Mercedes has been selling a Maybach version of the S-Class and is introducing another one mid-2021. On top of that, coming out perhaps as you read this, is a Maybach-badged version of the GLS. But whether these two represent to you Maybachs or Mercedes is up to your own view of the brand and the vehicles. But both have Mercedes stars on the hood, instead of the Maybach Ms.

“Everybody was asking, ‘Why is it not on the hood,” said Maybach product planner Paul Harmon, speaking of the Maybach M logo. “It’s because it’s a Mercedes. So we’ll always have the star first. And then we do use the Ms everywhere else.”

Officially the names of the first two new Maybachs are the 2021 Mercedes-Maybach GLS 600 4MATIC and the 2021 Mercedes-Maybach S-Class Sedan.

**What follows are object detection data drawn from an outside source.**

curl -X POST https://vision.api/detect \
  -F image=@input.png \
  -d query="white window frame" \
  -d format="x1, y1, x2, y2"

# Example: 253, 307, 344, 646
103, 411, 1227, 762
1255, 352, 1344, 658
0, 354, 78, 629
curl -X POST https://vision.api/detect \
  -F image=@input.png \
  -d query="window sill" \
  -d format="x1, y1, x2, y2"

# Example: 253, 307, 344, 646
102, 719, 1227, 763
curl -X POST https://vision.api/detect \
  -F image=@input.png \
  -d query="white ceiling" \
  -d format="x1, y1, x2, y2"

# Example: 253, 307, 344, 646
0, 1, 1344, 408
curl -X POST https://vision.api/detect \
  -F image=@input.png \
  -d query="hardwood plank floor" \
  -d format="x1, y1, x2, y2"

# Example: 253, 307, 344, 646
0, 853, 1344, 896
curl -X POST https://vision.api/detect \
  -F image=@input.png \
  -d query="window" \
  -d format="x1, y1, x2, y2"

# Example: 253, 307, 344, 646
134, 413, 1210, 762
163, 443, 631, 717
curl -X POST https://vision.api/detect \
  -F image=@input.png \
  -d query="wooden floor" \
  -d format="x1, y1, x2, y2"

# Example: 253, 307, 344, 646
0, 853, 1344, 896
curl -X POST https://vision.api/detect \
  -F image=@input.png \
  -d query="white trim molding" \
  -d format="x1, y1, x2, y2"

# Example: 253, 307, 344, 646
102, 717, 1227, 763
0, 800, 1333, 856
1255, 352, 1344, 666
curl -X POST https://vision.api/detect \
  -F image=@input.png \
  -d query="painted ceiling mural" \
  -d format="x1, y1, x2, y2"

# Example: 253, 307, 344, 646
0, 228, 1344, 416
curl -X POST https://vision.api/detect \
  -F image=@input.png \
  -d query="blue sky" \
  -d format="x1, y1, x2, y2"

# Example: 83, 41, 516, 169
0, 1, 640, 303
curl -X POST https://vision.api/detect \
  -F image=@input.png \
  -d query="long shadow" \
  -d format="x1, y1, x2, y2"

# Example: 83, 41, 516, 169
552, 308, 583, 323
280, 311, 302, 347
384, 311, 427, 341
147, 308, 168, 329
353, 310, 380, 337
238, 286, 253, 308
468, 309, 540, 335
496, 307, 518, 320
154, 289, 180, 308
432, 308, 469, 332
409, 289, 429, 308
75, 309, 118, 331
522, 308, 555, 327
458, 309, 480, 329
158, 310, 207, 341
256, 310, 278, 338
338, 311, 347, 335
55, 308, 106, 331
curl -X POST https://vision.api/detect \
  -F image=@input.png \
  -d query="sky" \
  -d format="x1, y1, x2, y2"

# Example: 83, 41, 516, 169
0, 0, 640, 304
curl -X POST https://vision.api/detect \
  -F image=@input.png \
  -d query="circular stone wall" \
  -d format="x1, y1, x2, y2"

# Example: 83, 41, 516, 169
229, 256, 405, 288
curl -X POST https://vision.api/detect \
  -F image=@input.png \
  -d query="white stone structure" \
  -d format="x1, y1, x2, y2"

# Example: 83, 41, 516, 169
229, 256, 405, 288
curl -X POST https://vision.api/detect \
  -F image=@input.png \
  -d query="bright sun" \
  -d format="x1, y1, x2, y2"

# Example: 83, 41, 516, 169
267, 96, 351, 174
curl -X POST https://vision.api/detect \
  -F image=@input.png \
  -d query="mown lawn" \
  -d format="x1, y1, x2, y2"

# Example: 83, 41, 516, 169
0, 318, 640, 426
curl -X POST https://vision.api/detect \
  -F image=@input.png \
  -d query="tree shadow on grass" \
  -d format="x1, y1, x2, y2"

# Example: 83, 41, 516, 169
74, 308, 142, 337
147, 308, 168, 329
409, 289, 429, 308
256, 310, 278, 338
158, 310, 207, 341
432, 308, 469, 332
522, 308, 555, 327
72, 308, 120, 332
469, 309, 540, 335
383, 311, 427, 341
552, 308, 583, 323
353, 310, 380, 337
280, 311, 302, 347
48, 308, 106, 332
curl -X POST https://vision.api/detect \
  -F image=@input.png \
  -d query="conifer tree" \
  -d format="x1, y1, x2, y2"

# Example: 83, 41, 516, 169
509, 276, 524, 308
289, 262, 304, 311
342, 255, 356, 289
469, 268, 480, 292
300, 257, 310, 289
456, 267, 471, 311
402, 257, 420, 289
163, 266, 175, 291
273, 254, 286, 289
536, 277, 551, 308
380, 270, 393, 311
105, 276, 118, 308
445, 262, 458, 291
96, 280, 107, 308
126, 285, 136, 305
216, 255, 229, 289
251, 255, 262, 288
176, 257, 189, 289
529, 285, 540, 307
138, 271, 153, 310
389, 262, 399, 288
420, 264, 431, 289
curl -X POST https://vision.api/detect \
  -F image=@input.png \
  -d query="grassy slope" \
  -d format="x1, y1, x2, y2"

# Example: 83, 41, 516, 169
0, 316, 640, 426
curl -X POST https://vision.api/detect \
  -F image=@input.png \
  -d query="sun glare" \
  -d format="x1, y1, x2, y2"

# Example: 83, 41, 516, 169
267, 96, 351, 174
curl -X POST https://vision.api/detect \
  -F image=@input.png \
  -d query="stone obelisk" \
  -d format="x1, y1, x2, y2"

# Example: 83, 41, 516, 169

And at first glance they look like Mercedes products, especially the Mercedes-Maybach GLS 600 4MATIC. The Maybach GLS goes down the same production line in Tuscaloosa, Alabama that builds the GLS and even – gasp! – the GLE. Mercedes tried valiantly to give the pair “class” with two-tone paint jobs that come across as, well, the polite term is “controversial.” Regardless, the look has a strong presence and drew my neighbors, jaded as they may be from years and years of the world’s greatest (and most awful) cars in my driveway, it had them crawling out into the street to gander at it and even sit in the back seats – and that never happens. I might not be in the target market space, but the look seemed like it would be popular among the pro athlete/recording artist/high-class stripper demographic.

The Mercedes look persists even though the GLS and the S-Class have been stretched seven inches, resulting in almost five inches more leg room in the back seats. In the GLS SUV there is no third-row seat, just two very comfortable-looking rear seats that are more like thrones. The same ultra-luxury rear seats are present in the Maybach S-Class. I’ve sat in both the new Mercedes S-Class and in the Maybach S-Class and there is definitely more room in the Maybachs. They are loaded with standard features that are options in their mere Mercedes equivalents.

There is also an extra driving mode aimed at comfort for the rear-seat passengers, the first such mode ever offered from Mercedes or Maybach. It’s called “Maybach Mode.” There’s a chauffeur mode for smoother acceleration characteristics, too. Look for the advanced LED interactive interior ambient lighting that can interact with MBUX, along with premium Burmester sound.

Power from both comes from the Mercedes 4.0-liter twin-turbo V8, tuned to 550 hp in the GLS and 496 hp in the Maybach S-Class S 580. An integrated EQ Boost electric motor adds another 21 hp and 184 lb ft of torque to both models.

It’s too easy to say these Maybachs compete with their Bentley and Rolls-Royce equivalents. They simply don’t. For one thing they’re priced a lot less. A well-appointed Maybach GLS starts $161,550, and while pricing isn’t out on the new S-Class Maybach, the current one starts at $173,000. But the difference is also in the intangible element of cachet, or whatever you call what Rolls and Bentley offer. Those marques have only ever made top-end luxury sedans, coupes and, now, SUVs. Mercedes still makes the A-Class and German taxi cabs. Does that matter to the people who actually buy these? Judging by my brief time in them, they really go for that two-tone paint job.